Though Gonzaga reached the Elite Eight as a 3-seed last season — where it was promptly, and rudely, shown the door by UConn in an 82-54 shellacking — the team has been revamped. Gone are Drew TimmeJulian Strawther, Rasir Bolton and Malachi Smith. Into their places step three transfers: Ryan Nembhard (Creighton), Graham Ike (Wyoming) and Steele Venters (Eastern Washington). To reach the program's previous heights, it needs those three transfers to play up to expectations and two returnees (Nolan Hickman and Anton Watson) to showcase significant improvement.

After a lopsided loss to Gonzaga last season in Spokane, Washington, Kentucky won't lack for motivation.

Of greater import, this game could give the Wildcats a signature nonconference victory in the heart of SEC play.

at Tennessee (4 p.m. March 9, Thompson-Boling Arena)

Tennessee coach Rick Barnes should have his team among the top in the SEC.
Tennessee coach Rick Barnes should have his team among the top in the SEC.

Even with highly touted Harvard transfer Chris Ledlum decommitting and heading to St. John's to join Rick Pitino's new team, Tennessee likely will start its 2023-24 campaign ranked among the top 10 of every poll and a solid bet to be the preseason pick to win the SEC (though UK, Arkansas and Texas A&M should receive first-place votes, too).

Two key pieces of last season's team (All-SEC first-team selection Santiago Vescovi and SEC All-Tournament team pick Josiah-Jordan James) will be every bit as crucial now. Transfers Dalton Knecht (led the Big Sky Conference in scoring last season, averaging 20.2 points per game for Northern Colorado) and Jordan Gainey (first-team All-Big South performer last season at USC Upstate) will be counted on, too.

But no player is more integral to Tennessee's success — particularly come NCAA Tournament time, which is an annual struggle for coach Rick Barnes (which is probably putting it lightly compared to these headlines) — than Zakai Zeigler. The 5-foot-9 guard suffered a season-ending knee injury in the Volunteers' final home game in February. At the time, he was leading the SEC in assists per game at 5.4. If Zeigler shows no lingering effects from that injury and rediscovers last season's form, the Volunteers will be a tough out for any team they face.

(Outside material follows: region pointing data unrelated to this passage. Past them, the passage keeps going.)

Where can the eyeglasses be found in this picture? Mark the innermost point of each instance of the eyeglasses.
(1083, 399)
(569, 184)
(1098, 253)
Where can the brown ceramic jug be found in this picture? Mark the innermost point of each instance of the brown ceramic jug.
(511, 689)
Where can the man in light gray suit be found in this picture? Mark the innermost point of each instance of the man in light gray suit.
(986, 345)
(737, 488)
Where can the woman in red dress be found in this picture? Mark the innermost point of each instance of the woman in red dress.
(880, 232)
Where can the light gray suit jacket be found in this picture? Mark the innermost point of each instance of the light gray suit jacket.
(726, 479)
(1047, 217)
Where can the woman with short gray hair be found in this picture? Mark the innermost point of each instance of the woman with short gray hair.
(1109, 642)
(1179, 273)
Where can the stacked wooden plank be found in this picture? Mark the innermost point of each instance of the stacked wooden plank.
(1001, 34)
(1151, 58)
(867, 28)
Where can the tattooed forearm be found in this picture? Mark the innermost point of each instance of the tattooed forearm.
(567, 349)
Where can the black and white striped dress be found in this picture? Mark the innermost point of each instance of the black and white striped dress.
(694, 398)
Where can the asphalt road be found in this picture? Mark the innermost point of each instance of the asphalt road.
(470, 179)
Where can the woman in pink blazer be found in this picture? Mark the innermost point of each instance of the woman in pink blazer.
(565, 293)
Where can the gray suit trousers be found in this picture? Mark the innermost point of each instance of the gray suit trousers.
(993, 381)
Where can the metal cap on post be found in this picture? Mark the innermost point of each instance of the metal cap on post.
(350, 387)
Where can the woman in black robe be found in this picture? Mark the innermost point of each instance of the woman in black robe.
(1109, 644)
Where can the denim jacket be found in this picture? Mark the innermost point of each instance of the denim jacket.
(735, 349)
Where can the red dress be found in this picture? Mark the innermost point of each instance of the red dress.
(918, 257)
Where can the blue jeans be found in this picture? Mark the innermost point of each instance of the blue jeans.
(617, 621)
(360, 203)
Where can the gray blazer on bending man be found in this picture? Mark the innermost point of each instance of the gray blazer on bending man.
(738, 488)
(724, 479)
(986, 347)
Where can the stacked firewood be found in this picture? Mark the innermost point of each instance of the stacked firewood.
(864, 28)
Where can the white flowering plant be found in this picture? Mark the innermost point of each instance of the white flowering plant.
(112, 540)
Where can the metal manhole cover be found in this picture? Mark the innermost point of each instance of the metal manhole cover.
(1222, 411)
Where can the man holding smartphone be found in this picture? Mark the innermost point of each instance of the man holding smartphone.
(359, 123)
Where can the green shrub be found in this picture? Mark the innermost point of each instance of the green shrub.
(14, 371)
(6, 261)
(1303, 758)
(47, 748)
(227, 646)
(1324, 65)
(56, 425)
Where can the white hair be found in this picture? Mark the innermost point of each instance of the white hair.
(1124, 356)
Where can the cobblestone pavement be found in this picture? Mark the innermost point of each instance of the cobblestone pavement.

That includes Kentucky. This contest is the regular-season finale for both squads.

The potential conference and NCAA implications notwithstanding — this game might determine the SEC's regular-season champion, decide who earns the No. 1 seed in the conference tournament and represent a Quad 1 win for either team — any matchup with Tennessee is important for Kentucky.

In the eyes of the fan base, no annual rival — aside from Louisville — is more despised than Kentucky's southern neighbor. And the history writes itself, as UK has faced Tennessee more than any other team: 237 times, with the Wildcats leading the all-time series 160-77.